Pour acquérir mieux, il avait tout vendu. Incluant propriétés et dignités. Tout y était passé et beaucoup n’avait pas suffi ! Mais il y avait surtout Yvonne, avec son dogue allemand.

III / Obstacle à la romance

Richard ne pouvait se permettre une nouvelle romance. Yvonne était la chienne de garde. Elle incarnait ses femmes-mères sans griefs. On les retrouve souvent chez nos grands-mères, tantes ou femmes de ménage. Ces femmes ne nous infligent pas la vie mais nous l’inculquent. Assez proche de notre intimité pour nous connaitre, assez loin pour apporter sur un plateau une madeleine de Proust ou ranger un bordel sentimental.
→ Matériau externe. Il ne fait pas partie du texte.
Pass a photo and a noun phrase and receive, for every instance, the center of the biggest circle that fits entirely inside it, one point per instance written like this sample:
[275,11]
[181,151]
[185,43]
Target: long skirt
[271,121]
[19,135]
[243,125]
L’argent apporte ce que le temps enlève. Richard avait des pertes de chaque côté.

– Excusez-moi, je ne voulais pas vous paraitre désagréable. Tout à l’heure c’est vous qui m’avez rattrapée. Maintenant j’aimerais que ce soit mon tour. Qu’est-ce qui vous ferez plaisir ?

Anna offrait à Richard un verre comme on paye les pots cassés. Encore une de ces femmes, encore une essentielle. Encore une qui sera oubliée, pour une autre.

– C’est bien gentil à vous. Mais j’aimerais quelque chose que ni vous ni Paris ne pouvez offrir.

– Qu’est-ce ? demanda Anna. Vos désirs m’intriguent fortement.

– Je veux la sensation d’un vent de bord de mer décoiffant me légèrement. Cette sensation de m’enfoncer dans le sable chaud, le bruit du ressac des vagues. Ce luxe d’être allongé sur un transat et de me lever commander un cocktail au bar de l’hôtel. Profiter, de me relaxer, de refaire le monde pendant que le soleil réchauffe ma peau… Richard laissa volontairement planer la fin de sa phrase.

– C’est sûr qu’un 24 décembre, c’est d’autant plus compliqué ! ria-t-elle

-… Mais avec vous, j’ai l’impression de retrouver cela.

– Vous me disiez l’inverse juste avant ! Badina Anna.

– Je sais. Mais de l’alcool ou de votre regard, je ne sais pas quelle subsistance me fait tourner la tête. J’ai un appartement près de la mer.

– Ça vous dit d’y aller, s’avança la jeune femme.

– Un 24 décembre au soir ? Sommes-nous seuls à ce point, seuls à vouloir s’aimer d’un bout de trottoir à un bord de plage ?

– Par ce temps, nous resterons habillés.

– Avec vous, je ne crains pas le temps.

IV / Conclure par le point de vue d’un employé

Le barman vit le couple s’éclipser. Même si cela ne concernait le jugement de personne, il nota qu’ils ne s’effacèrent pas dans un des ascenseurs du palace, mais par l’entrée principale. Il y avait dans cette anecdote un ingrédient majeur qu’il ne pouvait inclure dans ses cocktails : du romantisme. À travers la fenêtre mosaïque d’un artiste en vogue, le barman observait la pluie multicolore.

– Un autre verre garçon ! Pour ce diamant humain, la même chose. Non mieux. Du champagne. Vous nous le ferez livrer directement dans ma chambre.

Un homme venait de le héler pour passer une nouvelle commande. C’était un gentleman, bien apprêté, portant sur lui le décorum de la richesse et de l’accomplissement. À côté de lui était assis une femme plantureuse, dont la robe pailletée offrait à la vue de tous un magnifique dos nu.

Le couple fraichement formé emprunta l’escalier majestueux menant vers les étages. L’homme avait loué une suite et la femme l’y suivait.

Le barman s’exécuta. Inconsciemment, il se demandait si l’homme s’appelait vraiment Richard et la femme Anna. Nom et prénom d’une bourgeoisie et pourquoi pas russe. À force de produire de l’ivresse pour les clients, l’employé s’y perdait lui-même.